A constant or running-mean baseline from previous batches changes variance, not the expected gradient. Do not use a rollout's own reward as its baseline. Detach learned baselines too unless intentionally training them with a separate baseline loss.

Terminal and shaped returns#

trajectory_logp returns one term per macro-step, with shape (n_steps,) for one history. For a terminal reward, multiply the reward or advantage by logp_terms.sum() as above.

For shaped rewards, construct a return-to-go for each transition and align its shape with the score terms:

# returns_to_go[t] contains rewards from transition t onward
loss = -jnp.sum(
    jax.lax.stop_gradient(returns_to_go - baselines) * logp_terms
)

Do not return -advantage * logp_terms without reducing it: that is a vector, not a scalar loss. Frame zero of a complete history is the initial state, so history has length n_steps + 1 while logp_terms and transition-aligned returns have length n_steps.

Why not put simulate inside this loss?#

The following compact form can produce the same gradient because trajectory_logp detaches the history and the reward is explicitly detached:

def compact_but_discouraged(model, state, key):
    history = jxm.simulate(model, state, N_STEPS, DT, key, history=True)
    reward = terminal_reward(history)
    terms = jxm.trajectory_logp(model, history, DT)
    return -jax.lax.stop_gradient(reward) * terms.sum()

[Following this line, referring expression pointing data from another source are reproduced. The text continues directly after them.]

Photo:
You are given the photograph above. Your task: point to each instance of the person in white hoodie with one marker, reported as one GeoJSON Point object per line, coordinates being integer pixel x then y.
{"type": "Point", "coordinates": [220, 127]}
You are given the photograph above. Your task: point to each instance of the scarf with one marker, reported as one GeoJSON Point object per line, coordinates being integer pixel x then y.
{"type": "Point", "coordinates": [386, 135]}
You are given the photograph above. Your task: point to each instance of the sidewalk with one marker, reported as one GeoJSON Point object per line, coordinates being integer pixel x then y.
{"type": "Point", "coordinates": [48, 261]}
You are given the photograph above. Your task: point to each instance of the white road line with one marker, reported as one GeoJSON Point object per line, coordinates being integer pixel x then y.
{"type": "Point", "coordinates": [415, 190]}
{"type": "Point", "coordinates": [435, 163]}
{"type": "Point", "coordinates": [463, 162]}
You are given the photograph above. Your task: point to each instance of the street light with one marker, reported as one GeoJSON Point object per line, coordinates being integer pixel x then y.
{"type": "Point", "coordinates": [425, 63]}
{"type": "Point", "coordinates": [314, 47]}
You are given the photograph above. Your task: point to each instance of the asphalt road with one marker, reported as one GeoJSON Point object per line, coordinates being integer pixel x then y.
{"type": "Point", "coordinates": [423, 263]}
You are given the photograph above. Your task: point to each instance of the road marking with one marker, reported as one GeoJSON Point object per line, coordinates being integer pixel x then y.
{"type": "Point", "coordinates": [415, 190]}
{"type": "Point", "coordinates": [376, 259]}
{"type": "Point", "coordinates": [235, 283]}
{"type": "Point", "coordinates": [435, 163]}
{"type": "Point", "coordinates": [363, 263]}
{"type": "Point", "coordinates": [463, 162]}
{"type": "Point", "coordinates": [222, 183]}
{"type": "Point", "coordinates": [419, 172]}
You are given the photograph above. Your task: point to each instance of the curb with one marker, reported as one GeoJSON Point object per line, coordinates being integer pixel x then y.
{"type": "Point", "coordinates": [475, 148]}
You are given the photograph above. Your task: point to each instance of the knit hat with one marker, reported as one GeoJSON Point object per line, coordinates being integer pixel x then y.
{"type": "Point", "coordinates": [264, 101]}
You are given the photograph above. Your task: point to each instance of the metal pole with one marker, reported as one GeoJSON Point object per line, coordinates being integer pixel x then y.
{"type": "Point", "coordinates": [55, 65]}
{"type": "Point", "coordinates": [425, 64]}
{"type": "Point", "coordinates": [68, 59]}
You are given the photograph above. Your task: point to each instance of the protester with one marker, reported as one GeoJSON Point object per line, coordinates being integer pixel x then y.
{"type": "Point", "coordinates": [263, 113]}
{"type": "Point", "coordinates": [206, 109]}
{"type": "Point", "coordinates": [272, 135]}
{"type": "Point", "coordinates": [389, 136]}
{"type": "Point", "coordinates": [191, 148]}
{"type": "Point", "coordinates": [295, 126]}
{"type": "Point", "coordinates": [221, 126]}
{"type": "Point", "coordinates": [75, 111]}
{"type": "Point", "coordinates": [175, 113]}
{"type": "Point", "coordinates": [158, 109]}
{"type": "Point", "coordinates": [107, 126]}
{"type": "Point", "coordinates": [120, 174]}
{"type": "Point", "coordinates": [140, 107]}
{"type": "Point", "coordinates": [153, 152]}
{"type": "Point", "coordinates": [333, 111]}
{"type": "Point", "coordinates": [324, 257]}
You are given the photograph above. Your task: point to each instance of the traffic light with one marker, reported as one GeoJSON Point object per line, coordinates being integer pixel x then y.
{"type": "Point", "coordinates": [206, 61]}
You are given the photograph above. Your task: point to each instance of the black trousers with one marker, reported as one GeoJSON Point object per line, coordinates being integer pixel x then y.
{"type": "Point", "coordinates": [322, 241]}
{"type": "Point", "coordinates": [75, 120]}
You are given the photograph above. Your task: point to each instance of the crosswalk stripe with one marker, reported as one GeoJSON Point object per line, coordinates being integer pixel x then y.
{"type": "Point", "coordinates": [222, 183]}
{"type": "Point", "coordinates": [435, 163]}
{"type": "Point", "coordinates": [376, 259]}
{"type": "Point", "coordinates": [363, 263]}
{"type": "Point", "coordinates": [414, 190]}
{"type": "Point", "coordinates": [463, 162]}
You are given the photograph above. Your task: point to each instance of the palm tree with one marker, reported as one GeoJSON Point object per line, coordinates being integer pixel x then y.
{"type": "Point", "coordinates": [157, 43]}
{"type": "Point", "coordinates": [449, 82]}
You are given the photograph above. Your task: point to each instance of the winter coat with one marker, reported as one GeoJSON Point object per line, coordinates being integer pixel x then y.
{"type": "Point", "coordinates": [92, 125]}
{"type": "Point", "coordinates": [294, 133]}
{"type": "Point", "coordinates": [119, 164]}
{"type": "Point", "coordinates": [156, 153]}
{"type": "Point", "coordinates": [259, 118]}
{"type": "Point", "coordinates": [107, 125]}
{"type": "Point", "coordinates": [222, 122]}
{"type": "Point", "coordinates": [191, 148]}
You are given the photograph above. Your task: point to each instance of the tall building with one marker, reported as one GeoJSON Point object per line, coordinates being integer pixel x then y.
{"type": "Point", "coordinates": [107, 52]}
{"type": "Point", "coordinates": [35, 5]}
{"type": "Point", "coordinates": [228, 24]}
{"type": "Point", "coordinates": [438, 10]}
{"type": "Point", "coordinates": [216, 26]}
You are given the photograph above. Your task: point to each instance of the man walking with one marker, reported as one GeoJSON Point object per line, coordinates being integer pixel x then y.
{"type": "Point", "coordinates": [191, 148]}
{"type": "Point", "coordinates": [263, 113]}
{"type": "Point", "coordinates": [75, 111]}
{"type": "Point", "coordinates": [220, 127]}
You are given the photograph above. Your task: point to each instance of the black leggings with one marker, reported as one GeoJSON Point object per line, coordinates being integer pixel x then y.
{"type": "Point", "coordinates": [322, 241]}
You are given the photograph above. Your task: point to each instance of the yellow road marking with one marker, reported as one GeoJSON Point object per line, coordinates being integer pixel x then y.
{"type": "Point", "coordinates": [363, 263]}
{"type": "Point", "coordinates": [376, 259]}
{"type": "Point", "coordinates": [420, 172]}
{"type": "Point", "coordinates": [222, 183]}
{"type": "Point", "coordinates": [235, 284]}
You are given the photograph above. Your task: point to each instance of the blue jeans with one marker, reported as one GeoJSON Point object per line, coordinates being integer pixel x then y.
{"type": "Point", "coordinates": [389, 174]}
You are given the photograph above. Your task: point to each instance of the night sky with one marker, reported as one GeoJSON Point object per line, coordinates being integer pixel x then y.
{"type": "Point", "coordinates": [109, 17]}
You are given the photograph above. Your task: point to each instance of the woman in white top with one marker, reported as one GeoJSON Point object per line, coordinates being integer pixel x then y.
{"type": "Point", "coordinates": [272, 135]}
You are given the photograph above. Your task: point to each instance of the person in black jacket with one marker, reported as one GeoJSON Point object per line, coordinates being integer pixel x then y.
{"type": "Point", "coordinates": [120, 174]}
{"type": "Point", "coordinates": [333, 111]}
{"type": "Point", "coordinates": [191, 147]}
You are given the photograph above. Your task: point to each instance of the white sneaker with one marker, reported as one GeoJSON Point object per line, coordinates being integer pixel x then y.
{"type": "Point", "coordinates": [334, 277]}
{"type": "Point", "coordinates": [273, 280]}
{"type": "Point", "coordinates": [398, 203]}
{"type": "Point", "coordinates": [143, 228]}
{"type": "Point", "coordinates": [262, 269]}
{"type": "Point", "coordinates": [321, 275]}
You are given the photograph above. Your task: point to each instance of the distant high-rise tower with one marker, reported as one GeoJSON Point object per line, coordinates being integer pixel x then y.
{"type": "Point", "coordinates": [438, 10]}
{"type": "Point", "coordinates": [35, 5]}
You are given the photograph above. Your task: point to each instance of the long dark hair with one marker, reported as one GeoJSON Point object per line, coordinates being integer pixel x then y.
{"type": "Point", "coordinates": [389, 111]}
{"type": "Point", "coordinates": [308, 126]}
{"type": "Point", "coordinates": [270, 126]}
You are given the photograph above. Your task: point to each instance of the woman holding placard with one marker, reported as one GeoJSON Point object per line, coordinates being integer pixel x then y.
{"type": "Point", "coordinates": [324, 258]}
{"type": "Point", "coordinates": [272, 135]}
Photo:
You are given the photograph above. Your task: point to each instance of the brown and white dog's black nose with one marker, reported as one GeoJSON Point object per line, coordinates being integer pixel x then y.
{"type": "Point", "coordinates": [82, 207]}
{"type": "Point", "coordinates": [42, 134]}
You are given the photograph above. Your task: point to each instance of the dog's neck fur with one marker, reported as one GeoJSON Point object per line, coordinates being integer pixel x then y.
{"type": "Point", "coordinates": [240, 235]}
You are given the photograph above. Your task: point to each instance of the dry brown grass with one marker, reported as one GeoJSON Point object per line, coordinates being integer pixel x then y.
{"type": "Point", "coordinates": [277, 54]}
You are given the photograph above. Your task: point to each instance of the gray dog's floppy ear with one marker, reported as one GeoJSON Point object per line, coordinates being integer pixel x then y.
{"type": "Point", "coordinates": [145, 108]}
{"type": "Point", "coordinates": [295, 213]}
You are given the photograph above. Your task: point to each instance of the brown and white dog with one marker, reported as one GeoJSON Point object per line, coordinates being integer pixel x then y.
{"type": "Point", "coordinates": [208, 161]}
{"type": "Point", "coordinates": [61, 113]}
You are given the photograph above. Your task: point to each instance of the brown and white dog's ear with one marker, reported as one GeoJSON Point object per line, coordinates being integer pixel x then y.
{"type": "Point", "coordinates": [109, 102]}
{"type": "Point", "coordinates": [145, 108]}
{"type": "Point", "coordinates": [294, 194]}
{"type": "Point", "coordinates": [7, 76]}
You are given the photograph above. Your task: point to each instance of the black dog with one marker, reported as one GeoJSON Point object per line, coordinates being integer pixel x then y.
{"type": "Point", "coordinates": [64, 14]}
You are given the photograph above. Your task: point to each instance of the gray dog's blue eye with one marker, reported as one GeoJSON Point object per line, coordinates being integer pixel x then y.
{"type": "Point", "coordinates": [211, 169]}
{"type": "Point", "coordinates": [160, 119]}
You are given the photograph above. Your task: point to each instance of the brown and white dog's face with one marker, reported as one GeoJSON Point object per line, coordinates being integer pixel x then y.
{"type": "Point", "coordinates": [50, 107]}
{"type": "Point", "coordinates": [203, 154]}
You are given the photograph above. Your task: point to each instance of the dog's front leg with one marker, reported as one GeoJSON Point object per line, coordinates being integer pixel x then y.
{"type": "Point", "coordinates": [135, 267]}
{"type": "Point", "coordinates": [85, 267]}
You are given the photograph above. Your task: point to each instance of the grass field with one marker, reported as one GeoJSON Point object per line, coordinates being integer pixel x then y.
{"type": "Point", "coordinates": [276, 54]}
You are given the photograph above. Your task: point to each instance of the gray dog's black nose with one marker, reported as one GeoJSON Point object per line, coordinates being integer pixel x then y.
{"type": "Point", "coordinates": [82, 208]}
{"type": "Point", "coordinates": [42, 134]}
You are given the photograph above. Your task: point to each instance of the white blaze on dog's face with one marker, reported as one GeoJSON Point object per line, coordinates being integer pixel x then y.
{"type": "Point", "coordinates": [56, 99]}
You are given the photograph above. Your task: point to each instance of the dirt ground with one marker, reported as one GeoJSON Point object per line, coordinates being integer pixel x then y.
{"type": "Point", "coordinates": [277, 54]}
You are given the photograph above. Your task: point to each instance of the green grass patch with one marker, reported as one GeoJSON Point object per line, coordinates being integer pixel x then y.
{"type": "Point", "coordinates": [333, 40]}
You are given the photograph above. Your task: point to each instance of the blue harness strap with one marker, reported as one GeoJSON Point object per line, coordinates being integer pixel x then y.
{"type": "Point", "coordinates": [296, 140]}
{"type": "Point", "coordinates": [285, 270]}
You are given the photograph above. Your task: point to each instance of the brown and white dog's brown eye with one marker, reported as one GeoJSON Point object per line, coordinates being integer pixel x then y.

It is discouraged as a training pattern because it makes sampling occur whenever the loss is evaluated, obscures which values are fixed observations, and makes it easy to accidentally retain a pathwise gradient through the reward. Separating the two stages also lets one batch be scored, normalized, inspected, and then discarded deliberately.

Both stages still have necessary work: simulate samples and records exact stochastic traces, then trajectory_logp replays those traces with distribution parameters live. Replay is how gradients can reach not only a stochastic step's direct parameters but also earlier deterministic or unscored reparameterized computations that shaped its action probabilities across macro-steps.

Checklist#

  • Sample with the current model and history=True.
  • Stop the history gradient at the sampler/scorer boundary.
  • Compute rewards and baselines from the recorded history, then detach the resulting advantages.
  • Call trajectory_logp once per complete rollout; do not score adjacent transitions independently.
  • Reduce the per-step score terms to one scalar surrogate.
  • Differentiate the scorer with respect to the current model, then update the model.
  • Do not add a straight-through pathwise gradient for the same sampled discrete choice.

The complete acceptance model in tests/test_acceptance.py shows a built physics-and-control pipeline suitable for adapting to a training script, and the control example notebook contains a batched Optax REINFORCE loop.